L’OMH de Saguenay « abuse » des tribunaux pour expulser des locataires, dénonce un groupe
Radio-Canada, publié le 9 avril
L’Office municipal d’habitation (OMH) de Saguenay « abuse » du Tribunal administratif du logement (TAL) afin d’expulser des locataires d'habitations à loyer modique (HLM), dénonce un organisme qui les représente à travers le Québec. L'OMH dit ultimement procéder à peu d'expulsions.
Selon la Fédération des locataires d'habitations à loyer modique du Québec (FLHLMQ), l’Office municipal d’habitation de Saguenay, qui gère 1905 HLM se trouvant sur son territoire, a inscrit 182 dossiers au tribunal spécialisé en 2023.

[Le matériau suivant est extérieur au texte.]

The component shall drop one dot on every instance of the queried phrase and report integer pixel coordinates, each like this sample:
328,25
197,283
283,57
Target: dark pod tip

En comparaison, la Ville de Montréal, qui administre plus de 20 000 logements, a soumis autour de 200 demandes.
Le nombre de recours en 2023 selon les offices municipaux
Office | Nombre de recours | Pourcentage (par rapport au nombre de logements) |
---|---|---|
Gatineau | 158 | 5,9 |
Laval | 0 | 0,0 |
Lévis | 17 | 1,9 |
Longueuil | 16 | 0,7 |
Montréal | 206 | 1,0 |
Québec | 191 | 3,2 |
Saguenay | 182 | 9,5 |
Sherbrooke | 17 | 1,5 |
Trois-Rivières | 19 | 1,2 |
Ces chiffres ont été comptabilisés à la main par Paul Morin, professeur en travail social à l’Université de Sherbrooke, à l'aide des données des offices municipaux de la province.
À Saguenay, on a la gâchette facile. On utilise les tribunaux. C’est une très vieille mentalité qui a pour effet de marginaliser encore plus les locataires pauvres et vulnérables. C’est contre-productif. Il serait temps que l’Office évolue
, argue Robert Pilon, coordonnateur à la FLHLMQ.
En perdant leur toit, les locataires pourraient se retrouver en situation d’itinérance, souligne-t-il.
Saguenay va 10 fois plus en cour que les autres offices de même grandeur au Québec. Ce n’est pas normal.
Selon lui, l’OMH de Saguenay devrait mettre en place un programme de prévention pour éviter les défauts de paiement.
Nuances
Adam Boivin, le directeur général adjoint de l’OMH de Saguenay, nuance les données avancées.
S’il confirme que son organisme s’est adressé 182 fois aux tribunaux l’an dernier, il mentionne que sur ce total, 90 cas étaient en lien avec des problèmes de comportement ou avec des preuves de revenus manquantes.
Dans les dernières années, avec la Prestation canadienne d’urgence (PCU) notamment, il y a des gens qui ne faisaient pas leur rapport d’impôt. Mais le principe fondamental dans le logement social, c’est le revenu. On a besoin d’avoir les papiers d’impôt pour établir le coût du loyer des locataires
, explique Adam Boivin.
Les 92 autres dossiers concernent effectivement le non-paiement d’un loyer, admet-il, mais son équipe se tourne le plus souvent vers un juge dans le seul but de mettre de la pression sur le locataire.
Le Tribunal administratif du logement est un levier pour Saguenay afin de faire réagir les locataires pour faire payer leur logement. On va chercher un jugement, mais avant de l’appliquer, on s’assure de prendre des ententes avec les locataires, des ententes raisonnables pour qu’ils soient capables de payer leur loyer
, ajoute-t-il.
Peu d'expulsions
Peu de démarches judiciaires mènent à une expulsion réelle, plaide Adam Boivin. En 2023, 21 locataires ont été chassés de leur HLM. Si la personne est mobilisée, si elle s’engage à payer son loyer. On ne mettra personne à la rue.
Assurer une saine gestion
des fonds publics fait également partie des responsabilités de son équipe, rappelle-t-il.
Des équipes sociocommunautaires entrent également en relation avec les personnes dans le besoin.
On envoie des avis aux locataires. On les appelle, on leur demande s’ils ont un problème, s’ils ont des difficultés pour différentes raisons.
Malgré ces arguments, Robert Pilon persiste et signe. Il estime que 21 personnes évincées en 2023, c'est trop. Montréal a mis à la porte 50 personnes à la même période.